Bill Fishman is an American film director, whose work includes the cult film Tapeheads, starring Tim Robbins and John Cusack, as well as the film version of the TV classic Car 54, Where Are You? He won an award at the 1999 New York International Independent Film & Video Festival and has also directed numerous music videos for such artists as The Ramones, Georgia Satellites, Hank Williams Jr., Suicidal Tendencies and Moloko.

Filmography
Tapeheads (1988) (also Co-Writer, with Peter McCarthy) 

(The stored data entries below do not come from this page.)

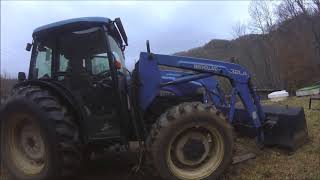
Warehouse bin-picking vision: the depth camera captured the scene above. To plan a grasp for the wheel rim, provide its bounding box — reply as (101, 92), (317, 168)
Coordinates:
(167, 125), (224, 180)
(7, 115), (46, 175)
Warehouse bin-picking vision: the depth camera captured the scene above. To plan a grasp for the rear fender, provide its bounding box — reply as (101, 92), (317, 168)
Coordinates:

Posse (1993) (Executive Producer) 
Car 54, Where Are You? (1994) (also co-writer with Ebbe Roe Smith, Peter Crabbe and Peter McCarthy) 

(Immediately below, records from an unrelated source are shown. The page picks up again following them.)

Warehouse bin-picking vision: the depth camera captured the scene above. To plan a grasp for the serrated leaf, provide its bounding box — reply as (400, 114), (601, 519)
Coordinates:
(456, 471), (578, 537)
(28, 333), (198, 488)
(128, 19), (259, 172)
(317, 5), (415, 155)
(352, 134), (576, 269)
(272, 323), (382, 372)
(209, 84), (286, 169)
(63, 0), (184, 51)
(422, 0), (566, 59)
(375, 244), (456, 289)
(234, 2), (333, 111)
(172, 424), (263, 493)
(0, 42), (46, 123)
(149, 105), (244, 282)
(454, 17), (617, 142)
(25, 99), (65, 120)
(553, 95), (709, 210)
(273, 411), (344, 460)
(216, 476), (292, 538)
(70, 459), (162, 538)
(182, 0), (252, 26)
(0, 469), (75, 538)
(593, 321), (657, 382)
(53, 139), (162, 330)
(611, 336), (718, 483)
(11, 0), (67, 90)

Desperate But Not Serious (a.k.a. "Reckless and Wild") (1999) 
My Dinner with Jimi (2003)
Waltzing with Brando (TBA)

Selected videography

Airbourne – "Blonde, Bad and Beautiful"
Arthur Baker and The Backbeat Disciples – "Talk It Over"
Backstreet Boys — "Last Christmas"
The Blank Theory – "Middle of Nowhere"
Blessid Union of Souls – "I Wanna Be There"
Bobby Jimmy and the Critters – "Roaches"
Brand New Heavies featuring Q-Tip – "Sometimes"
Brand New Heavies – "You Are the Universe"
Breakfast Club – "Drive My Car"
George Clinton – "Do Fries Go with That Shake?"
Bootsy Collins – "Party on Plastic"
Counting Crows – "Palisades Park"
Counting Crows – "Scarecrow"
The Decemberists – "Make You Better"
Dream Theater – "The Enemy Inside"
Eagles of Death Metal – "Speaking in Tongues"
Eve 6 – "Victoria"
Foxy Shazam – "I Like It"
Frickin' A – "Jessie's Girl"
Geggy Tah – "Whoever You Are"
The Georgia Satellites – "Keep Your Hands to Yourself"
The Georgia Satellites – "Myth of Love"
The Georgia Satellites – "Shake That Thang"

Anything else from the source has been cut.